Being that the Martin is a much more reflex handled, it would not have surprised me if it were slightly faster - could have been. But, if your Quicktune (compound capture-rest) arrow rest was not set-up on center to shoot like a compound, with caliper release, and still set like for a finger shot bow, arrow off-center, even though you used a release, the rest would have a lot of interference with the arrow's dynamic travel and that could slow it down and contribute to a lot of noise. 

Same for the Buffalo, since the rest is designed for finger release, the caliper release would not induce enough lateral string travel to get proper dynamic travel to clear the rest, effecting tune, arrow to shelf interference, and slowing the arrow a bit.

A better comparison would be both bows shot off the fingers and using their respective properly designed rests for finger shooting - shelf for Buffalo and a similar rest like the factory one for the Martin.


----------



## Golfbuddy45 (Jun 23, 2010)

Can't disagree with you on what you said SANFORD.... Martin does say their Diablo is the "FASTEST IN THE INDUSTRY".. 

GB45


----------



## BarneySlayer (Feb 28, 2009)

Curious as to respective brace heights. Arrow weight would be interesting as well.

my velocity riser is a little more reflexed than my classic risers. I haven't noticed the difference in 'forgiveness', but then we're talking totally different grip width as well. Speed does seem little higher. However, my 70# classic, with 3/4" less power stroke, does within a couple fps at same grain per pound, same limb design... wonder how much performance difference there is due to simple manufacturing variance?


----------



## Golfbuddy45 (Jun 23, 2010)

Weighed the arrows on gun reloading scale and they weigh 430 +/- 3 grains total weight. Brace height was set at 8 inches on both bows. Like I said I tried to keep everything as close to the same as possible. 

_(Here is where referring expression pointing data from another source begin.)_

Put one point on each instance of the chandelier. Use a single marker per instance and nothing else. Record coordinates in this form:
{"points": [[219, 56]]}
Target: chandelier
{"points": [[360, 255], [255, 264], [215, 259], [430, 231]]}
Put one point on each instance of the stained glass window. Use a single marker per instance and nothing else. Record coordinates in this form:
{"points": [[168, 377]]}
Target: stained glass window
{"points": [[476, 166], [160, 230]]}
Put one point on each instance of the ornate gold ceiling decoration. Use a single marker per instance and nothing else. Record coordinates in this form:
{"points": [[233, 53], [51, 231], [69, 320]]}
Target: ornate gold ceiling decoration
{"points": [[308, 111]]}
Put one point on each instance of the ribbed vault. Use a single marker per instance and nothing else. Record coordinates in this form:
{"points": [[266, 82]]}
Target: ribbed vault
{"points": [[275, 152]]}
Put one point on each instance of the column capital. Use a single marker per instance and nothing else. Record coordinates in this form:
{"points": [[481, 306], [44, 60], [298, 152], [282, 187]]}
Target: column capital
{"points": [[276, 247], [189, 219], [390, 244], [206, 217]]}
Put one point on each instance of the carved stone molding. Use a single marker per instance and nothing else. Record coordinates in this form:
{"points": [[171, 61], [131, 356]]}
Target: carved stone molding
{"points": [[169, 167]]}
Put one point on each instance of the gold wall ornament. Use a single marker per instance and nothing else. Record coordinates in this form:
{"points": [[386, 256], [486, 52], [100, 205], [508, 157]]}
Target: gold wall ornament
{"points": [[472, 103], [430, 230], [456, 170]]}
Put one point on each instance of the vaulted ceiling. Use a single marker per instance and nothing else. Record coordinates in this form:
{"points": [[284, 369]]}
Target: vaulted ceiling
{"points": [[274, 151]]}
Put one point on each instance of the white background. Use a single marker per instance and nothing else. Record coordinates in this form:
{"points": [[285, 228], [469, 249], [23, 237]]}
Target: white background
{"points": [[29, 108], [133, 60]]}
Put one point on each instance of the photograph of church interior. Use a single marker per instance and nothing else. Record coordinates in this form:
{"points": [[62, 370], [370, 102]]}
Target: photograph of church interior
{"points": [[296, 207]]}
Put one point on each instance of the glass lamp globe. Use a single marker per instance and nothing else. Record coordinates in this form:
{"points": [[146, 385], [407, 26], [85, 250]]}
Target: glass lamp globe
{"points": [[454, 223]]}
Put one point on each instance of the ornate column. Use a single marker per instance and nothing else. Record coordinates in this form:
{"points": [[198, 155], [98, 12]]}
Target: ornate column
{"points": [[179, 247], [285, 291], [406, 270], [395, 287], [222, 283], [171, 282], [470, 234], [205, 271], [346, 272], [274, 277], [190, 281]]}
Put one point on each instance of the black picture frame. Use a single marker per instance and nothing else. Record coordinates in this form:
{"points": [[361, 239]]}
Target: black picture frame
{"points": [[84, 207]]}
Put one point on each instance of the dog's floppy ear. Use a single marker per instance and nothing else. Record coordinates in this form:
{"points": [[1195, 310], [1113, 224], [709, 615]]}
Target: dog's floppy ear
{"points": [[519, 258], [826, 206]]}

First chance I get I will replace the NAP rest with the stock rest and see how the Martin compares in sound and speed since that is the only thing I changed from the stock Diablo bow. 

GB45


----------



## Golfbuddy45 (Jun 23, 2010)

I put the original arrow rest on the Martin Diablo and shot several arrows at the range. Arrow speed was about the same but the noise was still present. We paid particular attention to this and during the arrow launch you could hear the arrow sliding across the rest and that is the NOISE we kept hearing. Difficult to analyze exactly what is happening in that short instant but the sound is there. I still like the overall performance of the Martin Diablo but I am selling that one and keeping the Hoyt Buffalo primarily because of the Hoyt traditional rest versus the Martin Compund bow style rest. Obviously the Hoyt is very limited in what you can do with the traditional rest whereas the Martin allows you to choose from many rest designs so that feature would be something for a buyer/hunter to consider and the much lower cost of the Martin Diablo. 

GB45


----------



## Dewboy (Apr 19, 2005)

Shooting across felt vs shooting across plastic? felt is always quieter.


----------



## centershot (Sep 13, 2002)

I have also shot both - while the end performance in the form of arrow speed may be similar - that is where the similarities ended. The Buffalo, drew smoother, shot smoother, was more dead in hand and aimed easier which all added up to being more accurate. Sometimes there is more too it than what a chronograph reads. I would me more interested in what your scores were shooting several 300 rounds with each bow. That may tell us a bit more about how the riser design affects accuracy not just speed.

Not picking on your review, but for me where the arrows land is the ultimate test for any bow.


----------



## Golfbuddy45 (Jun 23, 2010)

centershot said:


> I have also shot both - while the end performance in the form of arrow speed may be similar - that is where the similarities ended. The Buffalo, drew smoother, shot smoother, was more dead in hand and aimed easier which all added up to being more accurate. Sometimes there is more too it than what a chronograph reads. I would me more interested in what your scores were shooting several 300 rounds with each bow. That may tell us a bit more about how the riser design affects accuracy not just speed. Not picking on your review, but for me where the arrows land is the ultimate test for any bow.


The DIABLO is long gone and I bought a set of Hoyt Buffalo 55# limbs so that with the limb screw adjustments and the 40# and 55# limbs I can go from 35 pounds to 60 pounds on the same riser. I have had several friends want to try out my Buffalo and having that draw weight adjustability helps. 

As to your "where the arrows land is the ultimate test for any bow" I can not disagree with you on that at all. Another reason I kept the Buffalo instead of the Diablo is that while I did not report this fact in my "TEST" the Buffalo was more accurate than the Diablo as far as hitting the target where I was aiming - possibly because I am more used to the Traditional rest on the Buffalo than the modern rest on the Diablo. 

GB45


----------



## centershot (Sep 13, 2002)

Good choice! Rest type make very little difference in my shooting. An actual rest is easier and quicker to tune but once set up I shoot about the same scores with either type. The Buffalo is a very nice bow. With the limbs sets you have - the bases are well covered.


----------